The episode opens with conflict in West Africa and Elizabeth McCord (Tea Leoni) attempting to write the biggest speech of her career. As hectic as it is at the office, things aren’t much different at home. An old professor, Father Laurent Vasseur (played by Louis Gossett Jr.), of Henry comes to visit, which turn’s Madam Secretary’s attention towards West Africa. The region is experiencing an ethnic cleansing, which is putting women and children at risks.

Despite needing to come up with her speech, outside factors continuing to pull Elizabeth’s attention toward West Africa. Her husband, Henry, and Vasseur team up. And when things couldn’t get worse, Ambassador Odilon Bokassa pays Madam a visit. Of course, he whitewashes the situation, but Hill….er Madam Secretary ain’t no fool. Things continue getting worse in West Africa and at home. Elizabeth discover a possible spy in ranks, in the form of Nadine. Although America has no legitimate interest in West Africa, Elizabeth takes her strategy to the president, in hopes of receiving backing. Despite 50,000 innocents being at risk, the meeting ends badly for Madam Secretary.

While Elizabeth continues to make her push politically, Henry and Father Laurent attempt to get support from a reporter, who says the process will require more time. Back at home, mother and daughter share a bonding moment, as Stevie (Wallie Currie-Wood) reassures her mother. Finally, a break through. The Washington Chronicle agrees to write an article on the story. Meanwhile, Elizabeth begins her speech, which quickly goes off the rails and directly into the West African tunnels. While a few stand with Elizabeth on the matter, it seems she’s gotten herself in hot water.

Welp, Hillary is out and John Kerry is in. The end! Elizabeth doesn’t seem too considered about the speech. Nadine belittles Blake and lets him know that she is well aware of their distrust for her.
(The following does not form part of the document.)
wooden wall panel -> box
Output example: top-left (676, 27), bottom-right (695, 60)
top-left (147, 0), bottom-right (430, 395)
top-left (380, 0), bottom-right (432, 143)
The Ambassador of the Republic of West Africa insults America directly to Elizabeth, before we got back home to join Elizabeth and Henry in bed. Uh oh! President is mad and Russell summons the Secretary to the White House. While Russell has his tighty whities in a bunch, the president agrees with Secretary and is willing to offer his support. Now the team is beginning to pick up steam.

Henry rushes to Madam Secretary, as the two discover that Father Vasseur has been accused of smuggling drugs. Now, the president is facing a possible scandal. While Russell continues to push his political agenda, Elizabeth continues mentioning the innocent people of the RWA. The team continues pushing ahead and work to craft a press release for logistical and air support. Henry lays down the law on old Reverend and demands answers. The reverend justifies his actions and refuses to apologize to Henry, who cuts ties to his old friend.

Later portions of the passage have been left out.